As of Dec 31, 1919, Piedmont had 82 members, 6 depositors and 10 borrowers, with total resources of $1347.83. There was a $50 loan limit on cash loans for food supplies, as most loans were made for farm supplies and home or farm improvements.
The aim of Piedmont was to eliminate dependence on supply stores, where Black farmers could buy what they wanted on “time” but often at a highly marked-up price, and found that this left them with no profit after crops came in:
“Now the credit unions steps in here, takes the place of the supply store, and lends the farmer member sufficient cash, at a reasonable rate, to buy his supplies in the open market, saving himself the time prices, which no doubt are always higher. In other words, the credit union recognizes the fact that no farmer tied to the supply store can reasonably be expected to render good service, become a good citizen, or do efficient work so long as he is thus handicapped.”

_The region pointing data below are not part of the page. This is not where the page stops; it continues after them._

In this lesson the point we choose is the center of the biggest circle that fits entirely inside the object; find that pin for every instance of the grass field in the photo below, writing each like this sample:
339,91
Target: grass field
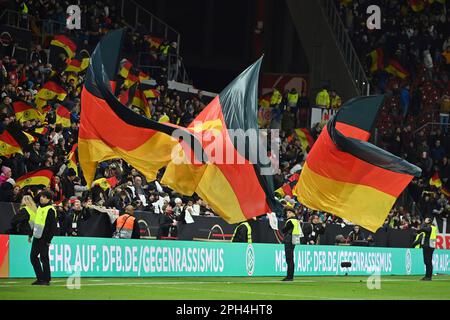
212,288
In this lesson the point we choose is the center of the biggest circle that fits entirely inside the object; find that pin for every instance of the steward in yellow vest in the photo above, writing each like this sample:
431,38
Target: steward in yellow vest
276,97
292,234
242,233
323,99
44,228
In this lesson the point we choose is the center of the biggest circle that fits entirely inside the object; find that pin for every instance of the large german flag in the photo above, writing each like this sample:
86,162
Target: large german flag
395,68
38,177
229,182
109,129
66,44
25,111
63,116
305,138
377,60
72,158
347,176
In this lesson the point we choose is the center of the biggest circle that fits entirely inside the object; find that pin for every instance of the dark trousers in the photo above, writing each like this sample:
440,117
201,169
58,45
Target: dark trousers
428,260
289,253
40,248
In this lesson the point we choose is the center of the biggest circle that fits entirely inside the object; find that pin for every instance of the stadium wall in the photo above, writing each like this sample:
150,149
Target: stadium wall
101,257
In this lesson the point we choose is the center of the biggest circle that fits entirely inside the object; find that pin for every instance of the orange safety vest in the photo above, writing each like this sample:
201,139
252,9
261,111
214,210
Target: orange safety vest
124,226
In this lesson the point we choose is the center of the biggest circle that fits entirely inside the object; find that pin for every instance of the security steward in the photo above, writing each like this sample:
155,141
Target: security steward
428,245
292,234
44,228
417,244
242,232
126,225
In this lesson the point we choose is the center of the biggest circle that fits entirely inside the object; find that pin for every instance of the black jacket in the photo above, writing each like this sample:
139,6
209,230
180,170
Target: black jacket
136,234
50,227
20,223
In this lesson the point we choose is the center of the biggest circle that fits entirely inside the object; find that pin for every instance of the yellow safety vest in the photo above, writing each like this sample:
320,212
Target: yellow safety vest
292,98
296,230
32,215
323,99
336,102
417,238
249,231
433,237
25,9
276,97
39,220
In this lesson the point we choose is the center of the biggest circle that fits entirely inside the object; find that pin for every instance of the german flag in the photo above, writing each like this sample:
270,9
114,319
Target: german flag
435,180
395,68
140,101
349,177
287,188
72,158
63,116
143,143
377,58
25,111
80,63
125,68
106,183
305,138
49,91
66,44
236,189
8,145
38,177
154,42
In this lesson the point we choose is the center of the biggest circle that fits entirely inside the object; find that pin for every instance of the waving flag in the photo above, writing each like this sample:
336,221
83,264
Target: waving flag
25,111
236,190
347,176
63,116
49,91
8,144
38,177
72,157
109,129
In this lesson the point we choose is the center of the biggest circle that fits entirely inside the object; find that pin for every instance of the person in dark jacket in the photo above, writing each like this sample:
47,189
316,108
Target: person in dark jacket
21,223
243,232
289,246
44,229
68,185
356,234
428,245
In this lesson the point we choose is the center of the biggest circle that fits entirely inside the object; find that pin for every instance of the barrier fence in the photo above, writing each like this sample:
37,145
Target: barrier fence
101,257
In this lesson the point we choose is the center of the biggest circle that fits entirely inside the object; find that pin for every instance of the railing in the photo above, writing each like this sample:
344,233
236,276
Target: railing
346,47
137,17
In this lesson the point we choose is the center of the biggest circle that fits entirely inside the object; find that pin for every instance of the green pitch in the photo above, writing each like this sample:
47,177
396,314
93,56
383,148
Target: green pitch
210,288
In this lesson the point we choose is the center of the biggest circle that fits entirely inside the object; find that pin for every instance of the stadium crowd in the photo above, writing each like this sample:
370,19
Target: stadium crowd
429,149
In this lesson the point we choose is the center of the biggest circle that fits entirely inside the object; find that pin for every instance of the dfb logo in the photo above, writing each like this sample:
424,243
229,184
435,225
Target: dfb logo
374,20
74,17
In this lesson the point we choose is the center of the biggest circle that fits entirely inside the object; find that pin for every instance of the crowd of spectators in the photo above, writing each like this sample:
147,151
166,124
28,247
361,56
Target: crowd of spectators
19,80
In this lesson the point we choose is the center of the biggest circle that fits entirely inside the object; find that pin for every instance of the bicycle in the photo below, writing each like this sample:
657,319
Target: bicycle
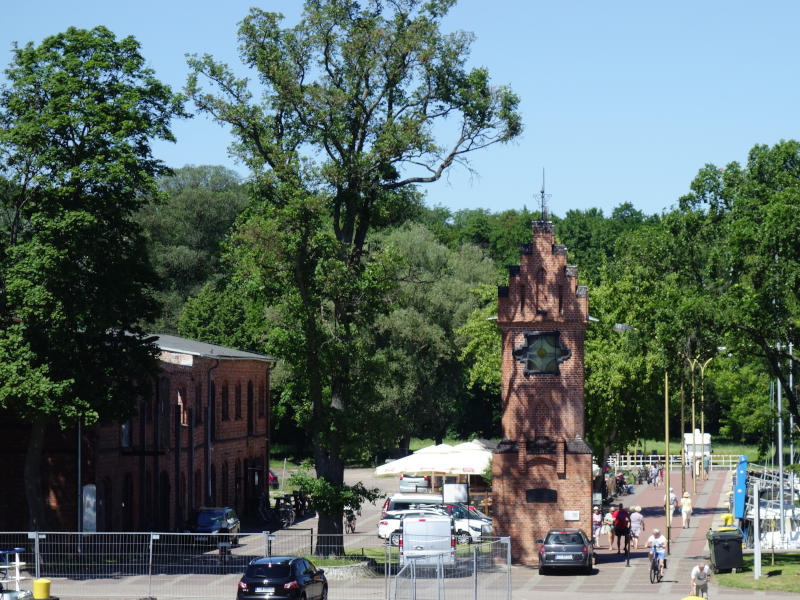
656,571
350,521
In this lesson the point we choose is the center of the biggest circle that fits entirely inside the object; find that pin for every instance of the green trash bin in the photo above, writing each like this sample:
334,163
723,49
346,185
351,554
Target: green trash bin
725,547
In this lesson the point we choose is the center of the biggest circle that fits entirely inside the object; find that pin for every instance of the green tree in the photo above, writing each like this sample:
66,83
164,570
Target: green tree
346,127
185,233
425,385
751,223
78,113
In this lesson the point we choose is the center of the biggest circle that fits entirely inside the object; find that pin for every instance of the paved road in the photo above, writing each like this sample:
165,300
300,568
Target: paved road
613,579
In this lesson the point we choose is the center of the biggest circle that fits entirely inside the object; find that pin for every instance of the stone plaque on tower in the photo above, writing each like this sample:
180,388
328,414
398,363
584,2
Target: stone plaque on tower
542,470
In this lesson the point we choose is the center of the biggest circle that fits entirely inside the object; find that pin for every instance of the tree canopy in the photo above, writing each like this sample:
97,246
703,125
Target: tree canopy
345,128
78,113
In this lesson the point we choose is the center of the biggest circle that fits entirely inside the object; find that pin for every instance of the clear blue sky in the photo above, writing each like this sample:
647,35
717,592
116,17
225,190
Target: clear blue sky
621,101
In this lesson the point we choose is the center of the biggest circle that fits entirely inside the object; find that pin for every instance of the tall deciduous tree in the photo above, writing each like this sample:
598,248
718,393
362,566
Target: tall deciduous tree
78,113
186,231
346,126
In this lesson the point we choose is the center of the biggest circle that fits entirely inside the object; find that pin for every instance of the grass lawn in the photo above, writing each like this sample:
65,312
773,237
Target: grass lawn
783,576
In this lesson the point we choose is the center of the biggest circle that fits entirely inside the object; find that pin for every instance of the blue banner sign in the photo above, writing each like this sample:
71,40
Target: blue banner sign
740,492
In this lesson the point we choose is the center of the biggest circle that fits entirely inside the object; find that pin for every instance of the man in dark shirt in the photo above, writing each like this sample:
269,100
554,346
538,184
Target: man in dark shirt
622,525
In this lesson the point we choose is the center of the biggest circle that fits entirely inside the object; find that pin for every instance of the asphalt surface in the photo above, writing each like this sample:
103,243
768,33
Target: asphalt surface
613,577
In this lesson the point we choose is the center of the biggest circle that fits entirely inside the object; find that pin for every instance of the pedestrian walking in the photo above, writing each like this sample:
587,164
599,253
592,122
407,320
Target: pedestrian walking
622,525
673,505
700,576
608,528
637,525
686,510
597,523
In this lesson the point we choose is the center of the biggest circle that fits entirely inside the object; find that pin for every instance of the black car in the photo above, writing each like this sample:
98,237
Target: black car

So now instead of crushing interest rates, Patterson explains, “A member can borrow from a few dollars up to a hundred, or more for any length of time within the current year. He is charged at the rate of six per cent interest for the actual time he has the loan. His word in the community and his ability to repay the loan are his chief assets. The name of some other man of standing in the community, couple with his on his note, usually procures his loan with very little, if any, delay.”
It's worth pausing a moment to consider the impact this financial empowerment must have had on the Black farmers in North Carolina. Membership in a credit union meant that not only could they see their farms survive difficult years, they could actually build wealth, by refusing to “feed the lion of prejudice,” as Black banking titan Maggie Walker described it.
Black Americans' first taste of democracy came from cooperatives, entrenched in all members having an equal vote and, really, a vote at all at the time. The Black experience of cooperative finance is a key part of credit union history and credit unions, as always, were there to help the underserved.